In the same vein, it was not error to refuse appellant’s proposed instruction relating to the pregnancy evidence. The instruction would have told the jury that evidence of Ms. Frier-son’s pregnancy was only relevant to the issue of whether such a condition would be likely to physically provoke another person. It would have expressly told the jury that such evidence was not admissible as to the issues of malice, premeditation, and deliberation. This instruction inaccurately stated the law, and it was not error to refuse it. Cutler v. State, 93 Nev. 329, 566 P.2d 809 (1977).

Appellant next contends that the trial court erred by refusing to give a proposed instruction that would have informed the jury that a finding of premeditation requires a period of time, however short, during which the accused must premeditate the killing. Absent such an instruction, argues appellant, the jury could have been swayed by the brutality of the crime and returned its verdict without consideration of whether the beating was an impulsive unpremeditated act.

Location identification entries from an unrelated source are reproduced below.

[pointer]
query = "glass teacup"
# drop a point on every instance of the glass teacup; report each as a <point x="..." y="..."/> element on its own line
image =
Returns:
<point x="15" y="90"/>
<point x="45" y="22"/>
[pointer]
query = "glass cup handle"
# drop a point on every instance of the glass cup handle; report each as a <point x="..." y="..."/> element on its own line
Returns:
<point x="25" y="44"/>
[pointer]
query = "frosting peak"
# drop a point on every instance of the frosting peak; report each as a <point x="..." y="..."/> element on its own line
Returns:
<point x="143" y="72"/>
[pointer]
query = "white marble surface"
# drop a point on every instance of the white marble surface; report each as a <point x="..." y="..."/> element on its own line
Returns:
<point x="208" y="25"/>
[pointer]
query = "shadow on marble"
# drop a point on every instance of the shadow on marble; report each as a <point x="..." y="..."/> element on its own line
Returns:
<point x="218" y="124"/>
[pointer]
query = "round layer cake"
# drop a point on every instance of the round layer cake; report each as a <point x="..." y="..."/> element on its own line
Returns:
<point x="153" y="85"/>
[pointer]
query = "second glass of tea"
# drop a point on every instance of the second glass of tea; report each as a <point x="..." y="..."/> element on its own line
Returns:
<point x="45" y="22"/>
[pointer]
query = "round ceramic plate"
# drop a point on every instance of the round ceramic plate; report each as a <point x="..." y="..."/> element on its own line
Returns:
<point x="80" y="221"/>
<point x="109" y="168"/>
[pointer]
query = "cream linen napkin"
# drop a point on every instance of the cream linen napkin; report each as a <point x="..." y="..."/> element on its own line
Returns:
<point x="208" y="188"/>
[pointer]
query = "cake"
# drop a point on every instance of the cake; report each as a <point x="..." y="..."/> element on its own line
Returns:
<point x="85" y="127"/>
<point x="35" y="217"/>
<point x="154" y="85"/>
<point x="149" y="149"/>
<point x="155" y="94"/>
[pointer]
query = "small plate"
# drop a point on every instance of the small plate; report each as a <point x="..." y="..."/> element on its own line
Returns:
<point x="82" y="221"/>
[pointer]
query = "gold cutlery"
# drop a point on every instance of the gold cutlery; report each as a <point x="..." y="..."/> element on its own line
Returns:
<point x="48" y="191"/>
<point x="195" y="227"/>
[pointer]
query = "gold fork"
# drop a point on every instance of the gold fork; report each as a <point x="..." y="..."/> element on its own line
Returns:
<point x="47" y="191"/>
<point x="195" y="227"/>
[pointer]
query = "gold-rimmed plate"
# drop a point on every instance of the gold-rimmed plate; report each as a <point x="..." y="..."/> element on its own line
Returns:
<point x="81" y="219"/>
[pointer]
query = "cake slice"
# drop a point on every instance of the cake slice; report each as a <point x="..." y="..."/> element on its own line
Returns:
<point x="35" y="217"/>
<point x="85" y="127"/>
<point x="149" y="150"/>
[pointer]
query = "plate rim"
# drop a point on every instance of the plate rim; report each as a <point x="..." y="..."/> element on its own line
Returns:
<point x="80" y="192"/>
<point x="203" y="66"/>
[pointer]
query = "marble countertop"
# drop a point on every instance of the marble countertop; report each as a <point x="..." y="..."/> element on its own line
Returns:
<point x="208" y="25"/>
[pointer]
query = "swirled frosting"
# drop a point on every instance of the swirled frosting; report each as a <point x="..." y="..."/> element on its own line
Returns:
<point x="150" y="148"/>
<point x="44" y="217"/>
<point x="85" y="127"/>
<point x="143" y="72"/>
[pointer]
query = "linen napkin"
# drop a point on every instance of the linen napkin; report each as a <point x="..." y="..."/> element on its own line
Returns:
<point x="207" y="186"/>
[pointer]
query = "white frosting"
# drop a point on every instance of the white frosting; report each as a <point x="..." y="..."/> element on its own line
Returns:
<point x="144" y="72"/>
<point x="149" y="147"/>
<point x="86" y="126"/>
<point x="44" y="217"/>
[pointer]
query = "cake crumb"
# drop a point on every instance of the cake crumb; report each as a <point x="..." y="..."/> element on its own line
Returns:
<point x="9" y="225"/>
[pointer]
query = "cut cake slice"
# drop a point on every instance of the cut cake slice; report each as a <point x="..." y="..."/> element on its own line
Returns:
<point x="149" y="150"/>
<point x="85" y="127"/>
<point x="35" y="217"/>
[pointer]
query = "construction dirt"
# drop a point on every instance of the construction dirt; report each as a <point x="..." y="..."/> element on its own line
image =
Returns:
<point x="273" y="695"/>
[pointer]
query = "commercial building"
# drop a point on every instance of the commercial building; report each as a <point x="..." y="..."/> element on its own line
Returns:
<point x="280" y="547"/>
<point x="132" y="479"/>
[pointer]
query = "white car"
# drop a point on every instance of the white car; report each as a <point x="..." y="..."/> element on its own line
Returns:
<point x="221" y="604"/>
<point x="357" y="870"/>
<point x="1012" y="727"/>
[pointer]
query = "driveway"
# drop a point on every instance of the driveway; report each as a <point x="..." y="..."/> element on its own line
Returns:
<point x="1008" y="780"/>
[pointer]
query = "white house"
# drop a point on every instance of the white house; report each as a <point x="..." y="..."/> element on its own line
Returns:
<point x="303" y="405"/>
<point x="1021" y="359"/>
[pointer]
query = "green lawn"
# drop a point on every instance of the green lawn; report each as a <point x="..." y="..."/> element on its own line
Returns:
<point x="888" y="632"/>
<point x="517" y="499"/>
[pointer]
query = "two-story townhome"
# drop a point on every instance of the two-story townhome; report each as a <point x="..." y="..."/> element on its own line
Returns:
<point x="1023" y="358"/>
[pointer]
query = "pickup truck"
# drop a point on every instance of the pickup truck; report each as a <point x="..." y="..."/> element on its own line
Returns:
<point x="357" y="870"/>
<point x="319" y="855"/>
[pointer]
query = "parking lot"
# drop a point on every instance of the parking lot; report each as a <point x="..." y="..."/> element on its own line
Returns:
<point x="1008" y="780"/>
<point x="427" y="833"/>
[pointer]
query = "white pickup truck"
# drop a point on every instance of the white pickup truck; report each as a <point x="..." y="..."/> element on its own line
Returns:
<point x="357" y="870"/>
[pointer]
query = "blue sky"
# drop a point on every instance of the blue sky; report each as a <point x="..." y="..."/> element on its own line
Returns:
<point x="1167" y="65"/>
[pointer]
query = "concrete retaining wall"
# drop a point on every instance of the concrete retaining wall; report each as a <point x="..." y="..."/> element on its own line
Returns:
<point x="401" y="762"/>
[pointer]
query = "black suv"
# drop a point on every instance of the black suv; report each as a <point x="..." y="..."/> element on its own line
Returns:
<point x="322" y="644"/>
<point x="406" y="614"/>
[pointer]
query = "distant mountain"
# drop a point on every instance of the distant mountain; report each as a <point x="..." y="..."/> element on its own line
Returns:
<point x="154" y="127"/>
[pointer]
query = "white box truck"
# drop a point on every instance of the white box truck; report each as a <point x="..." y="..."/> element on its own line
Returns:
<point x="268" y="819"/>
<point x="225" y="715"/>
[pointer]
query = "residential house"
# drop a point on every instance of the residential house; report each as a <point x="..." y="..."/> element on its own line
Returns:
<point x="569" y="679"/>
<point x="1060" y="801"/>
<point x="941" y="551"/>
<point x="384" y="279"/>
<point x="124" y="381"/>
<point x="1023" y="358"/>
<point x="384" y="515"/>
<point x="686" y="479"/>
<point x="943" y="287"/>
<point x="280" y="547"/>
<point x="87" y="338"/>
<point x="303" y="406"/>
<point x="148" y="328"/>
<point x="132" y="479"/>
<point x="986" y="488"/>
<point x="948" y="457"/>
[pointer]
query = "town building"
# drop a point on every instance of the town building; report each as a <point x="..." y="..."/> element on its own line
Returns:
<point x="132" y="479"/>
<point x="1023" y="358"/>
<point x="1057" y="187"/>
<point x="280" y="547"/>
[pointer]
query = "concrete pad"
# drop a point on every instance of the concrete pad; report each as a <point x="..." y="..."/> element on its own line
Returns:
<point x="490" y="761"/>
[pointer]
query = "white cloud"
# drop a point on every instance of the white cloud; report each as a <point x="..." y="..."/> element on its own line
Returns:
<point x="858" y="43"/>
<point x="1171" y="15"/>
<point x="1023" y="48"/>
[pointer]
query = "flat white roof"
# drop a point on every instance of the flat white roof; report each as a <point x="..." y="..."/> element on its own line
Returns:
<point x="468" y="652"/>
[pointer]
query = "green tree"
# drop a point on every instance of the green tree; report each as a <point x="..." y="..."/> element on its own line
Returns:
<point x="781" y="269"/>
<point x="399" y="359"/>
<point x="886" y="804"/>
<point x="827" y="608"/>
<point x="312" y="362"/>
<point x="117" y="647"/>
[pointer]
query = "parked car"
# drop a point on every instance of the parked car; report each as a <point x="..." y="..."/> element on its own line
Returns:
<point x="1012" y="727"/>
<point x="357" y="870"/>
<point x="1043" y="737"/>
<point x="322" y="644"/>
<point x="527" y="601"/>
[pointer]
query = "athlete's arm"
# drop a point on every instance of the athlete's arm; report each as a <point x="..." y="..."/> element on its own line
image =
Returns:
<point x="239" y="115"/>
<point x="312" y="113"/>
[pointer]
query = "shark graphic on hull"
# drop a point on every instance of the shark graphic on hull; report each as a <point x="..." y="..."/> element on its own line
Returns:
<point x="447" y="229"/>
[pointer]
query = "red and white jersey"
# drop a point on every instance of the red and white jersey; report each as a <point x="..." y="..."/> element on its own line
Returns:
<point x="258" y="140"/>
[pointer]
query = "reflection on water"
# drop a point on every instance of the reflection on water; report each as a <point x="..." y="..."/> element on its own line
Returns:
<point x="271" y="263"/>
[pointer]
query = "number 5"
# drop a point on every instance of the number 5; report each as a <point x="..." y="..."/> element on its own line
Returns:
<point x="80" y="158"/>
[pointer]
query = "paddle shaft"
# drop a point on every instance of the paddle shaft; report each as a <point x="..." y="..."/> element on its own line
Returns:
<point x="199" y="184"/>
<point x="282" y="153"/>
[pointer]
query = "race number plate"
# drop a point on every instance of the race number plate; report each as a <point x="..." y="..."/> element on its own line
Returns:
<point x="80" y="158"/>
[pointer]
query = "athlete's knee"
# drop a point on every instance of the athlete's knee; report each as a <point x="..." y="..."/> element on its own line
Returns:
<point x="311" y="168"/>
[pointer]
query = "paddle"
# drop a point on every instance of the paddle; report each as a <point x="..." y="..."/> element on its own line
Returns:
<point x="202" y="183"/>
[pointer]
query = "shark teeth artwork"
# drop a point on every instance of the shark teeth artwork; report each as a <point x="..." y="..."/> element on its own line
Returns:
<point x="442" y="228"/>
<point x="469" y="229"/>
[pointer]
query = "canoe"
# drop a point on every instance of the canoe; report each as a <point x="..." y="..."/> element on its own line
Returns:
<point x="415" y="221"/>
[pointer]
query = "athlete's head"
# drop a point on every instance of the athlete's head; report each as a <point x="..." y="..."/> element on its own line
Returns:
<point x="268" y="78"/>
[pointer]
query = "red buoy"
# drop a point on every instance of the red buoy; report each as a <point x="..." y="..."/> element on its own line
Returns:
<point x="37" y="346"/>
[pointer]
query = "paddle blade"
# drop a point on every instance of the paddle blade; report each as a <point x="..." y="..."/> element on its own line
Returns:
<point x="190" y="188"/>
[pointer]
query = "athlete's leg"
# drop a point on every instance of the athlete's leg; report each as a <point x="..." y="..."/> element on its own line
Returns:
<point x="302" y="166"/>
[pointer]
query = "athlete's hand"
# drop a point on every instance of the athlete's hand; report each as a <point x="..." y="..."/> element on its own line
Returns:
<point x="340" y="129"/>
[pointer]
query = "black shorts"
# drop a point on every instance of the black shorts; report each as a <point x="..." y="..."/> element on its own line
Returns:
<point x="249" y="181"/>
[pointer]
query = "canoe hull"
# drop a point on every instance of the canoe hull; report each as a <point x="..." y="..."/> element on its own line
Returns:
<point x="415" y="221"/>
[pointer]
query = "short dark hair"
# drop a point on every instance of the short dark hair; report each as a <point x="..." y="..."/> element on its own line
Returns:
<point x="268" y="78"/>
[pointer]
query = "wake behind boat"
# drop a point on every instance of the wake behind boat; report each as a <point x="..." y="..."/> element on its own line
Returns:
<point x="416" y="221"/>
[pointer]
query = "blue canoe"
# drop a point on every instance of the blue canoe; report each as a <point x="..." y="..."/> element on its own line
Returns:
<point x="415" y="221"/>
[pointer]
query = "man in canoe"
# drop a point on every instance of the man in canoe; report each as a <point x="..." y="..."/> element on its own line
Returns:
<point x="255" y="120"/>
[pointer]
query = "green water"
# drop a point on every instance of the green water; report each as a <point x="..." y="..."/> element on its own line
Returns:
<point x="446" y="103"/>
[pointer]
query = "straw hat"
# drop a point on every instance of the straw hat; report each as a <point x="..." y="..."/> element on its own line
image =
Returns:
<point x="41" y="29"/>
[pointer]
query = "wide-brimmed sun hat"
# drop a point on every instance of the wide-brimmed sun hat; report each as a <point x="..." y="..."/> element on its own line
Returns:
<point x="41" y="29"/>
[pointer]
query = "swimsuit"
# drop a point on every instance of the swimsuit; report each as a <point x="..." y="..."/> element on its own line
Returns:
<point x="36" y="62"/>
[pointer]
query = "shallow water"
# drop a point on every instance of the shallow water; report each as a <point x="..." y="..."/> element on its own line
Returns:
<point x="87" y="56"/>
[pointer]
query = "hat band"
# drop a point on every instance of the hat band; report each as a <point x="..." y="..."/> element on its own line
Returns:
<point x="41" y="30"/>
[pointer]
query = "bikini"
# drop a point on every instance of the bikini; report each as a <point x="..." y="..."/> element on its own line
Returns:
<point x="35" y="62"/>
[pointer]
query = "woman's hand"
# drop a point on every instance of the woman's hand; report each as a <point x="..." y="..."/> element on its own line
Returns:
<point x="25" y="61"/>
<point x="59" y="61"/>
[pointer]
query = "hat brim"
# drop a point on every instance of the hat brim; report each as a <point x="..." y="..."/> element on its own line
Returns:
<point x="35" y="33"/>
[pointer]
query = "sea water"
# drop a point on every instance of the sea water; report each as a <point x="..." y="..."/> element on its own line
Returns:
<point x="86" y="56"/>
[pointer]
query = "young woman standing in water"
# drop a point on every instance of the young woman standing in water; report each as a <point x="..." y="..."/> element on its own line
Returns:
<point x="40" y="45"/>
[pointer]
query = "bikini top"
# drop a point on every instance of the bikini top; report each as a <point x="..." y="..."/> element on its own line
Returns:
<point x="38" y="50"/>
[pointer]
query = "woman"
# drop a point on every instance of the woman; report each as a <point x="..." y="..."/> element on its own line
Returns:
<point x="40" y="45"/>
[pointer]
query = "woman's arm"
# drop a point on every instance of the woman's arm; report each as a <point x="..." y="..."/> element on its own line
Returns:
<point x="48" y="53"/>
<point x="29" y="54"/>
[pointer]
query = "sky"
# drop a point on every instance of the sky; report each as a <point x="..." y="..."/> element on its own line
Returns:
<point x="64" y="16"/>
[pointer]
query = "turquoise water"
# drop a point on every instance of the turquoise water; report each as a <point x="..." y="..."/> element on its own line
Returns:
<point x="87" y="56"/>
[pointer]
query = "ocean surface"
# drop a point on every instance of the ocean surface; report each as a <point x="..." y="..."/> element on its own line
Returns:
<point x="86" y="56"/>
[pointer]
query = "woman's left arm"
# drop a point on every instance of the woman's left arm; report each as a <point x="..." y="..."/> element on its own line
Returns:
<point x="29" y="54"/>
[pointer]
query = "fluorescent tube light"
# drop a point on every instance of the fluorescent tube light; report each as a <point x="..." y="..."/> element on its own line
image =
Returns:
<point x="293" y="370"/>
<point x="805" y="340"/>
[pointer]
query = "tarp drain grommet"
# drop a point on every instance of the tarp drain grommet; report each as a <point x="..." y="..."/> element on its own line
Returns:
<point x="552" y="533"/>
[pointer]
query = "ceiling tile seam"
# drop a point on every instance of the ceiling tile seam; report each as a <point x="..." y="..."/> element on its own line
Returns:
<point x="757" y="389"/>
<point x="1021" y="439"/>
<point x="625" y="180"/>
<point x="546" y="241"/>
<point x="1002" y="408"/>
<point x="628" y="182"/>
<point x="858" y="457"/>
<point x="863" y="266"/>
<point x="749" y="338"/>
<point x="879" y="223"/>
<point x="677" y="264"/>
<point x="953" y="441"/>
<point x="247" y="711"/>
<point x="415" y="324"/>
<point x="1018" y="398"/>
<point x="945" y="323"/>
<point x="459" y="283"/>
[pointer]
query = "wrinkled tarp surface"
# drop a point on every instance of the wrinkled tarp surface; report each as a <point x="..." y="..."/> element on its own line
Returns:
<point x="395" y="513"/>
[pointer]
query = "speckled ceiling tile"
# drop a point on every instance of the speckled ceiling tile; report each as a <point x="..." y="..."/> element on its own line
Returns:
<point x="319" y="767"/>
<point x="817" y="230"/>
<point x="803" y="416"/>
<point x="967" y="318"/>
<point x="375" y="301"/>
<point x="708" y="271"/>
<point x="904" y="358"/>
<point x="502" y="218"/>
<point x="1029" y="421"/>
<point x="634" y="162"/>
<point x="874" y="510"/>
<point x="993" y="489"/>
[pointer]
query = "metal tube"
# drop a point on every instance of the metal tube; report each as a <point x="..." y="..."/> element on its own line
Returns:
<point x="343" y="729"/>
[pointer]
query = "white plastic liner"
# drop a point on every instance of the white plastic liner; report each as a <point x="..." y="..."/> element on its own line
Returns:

He refers us to People v. Anderson, 447 P.2d 942 (Cal. 1968), which holds that the brutality of a killing, standing alone, may not support a finding of premeditation and deliberation.

This contention must fail. In another instruction, the jury was properly and adequately instructed on the length of time necessary for premeditation, see Scott v. State, 92 Nev. 552, 554 P.2d 735 (1976). It is not error to refuse an instruction when the law encompassed therein is adequately covered by another instruction given to the jury. Beets v. State, 94 Nev. 89, 575 P.2d 591 (1978); Geary v. State, 91 Nev. 784, 544 P.2d 417 (1975). Furthermore, as appellant’s instruction made no reference to the brutality of the killing, his argument herein is without a factual basis. The court did not err in refusing to give the proposed instruction.

We have considered appellant’s remaining assignments of error and find them without merit.

The judgment of conviction is affirmed.

Gunderson, C. J., Manoukian, Springer, and Mowbray, JJ., and Zenoff, Sr. J., concur. 
      
      The crutch was of the type commonly issued by a nearby hospital. Ms. Frierson had been an outpatient at the hospital some time prior to the events leading up to the killing, and had been issued a pair of the crutches.
     
      
      We can conceive of circumstances under which the fact of pregnancy could indeed be relevant to the cause of death by gunshot wound. Such relevancy determinations would have to be made on a case-by-case basis, and we express no opinion thereon.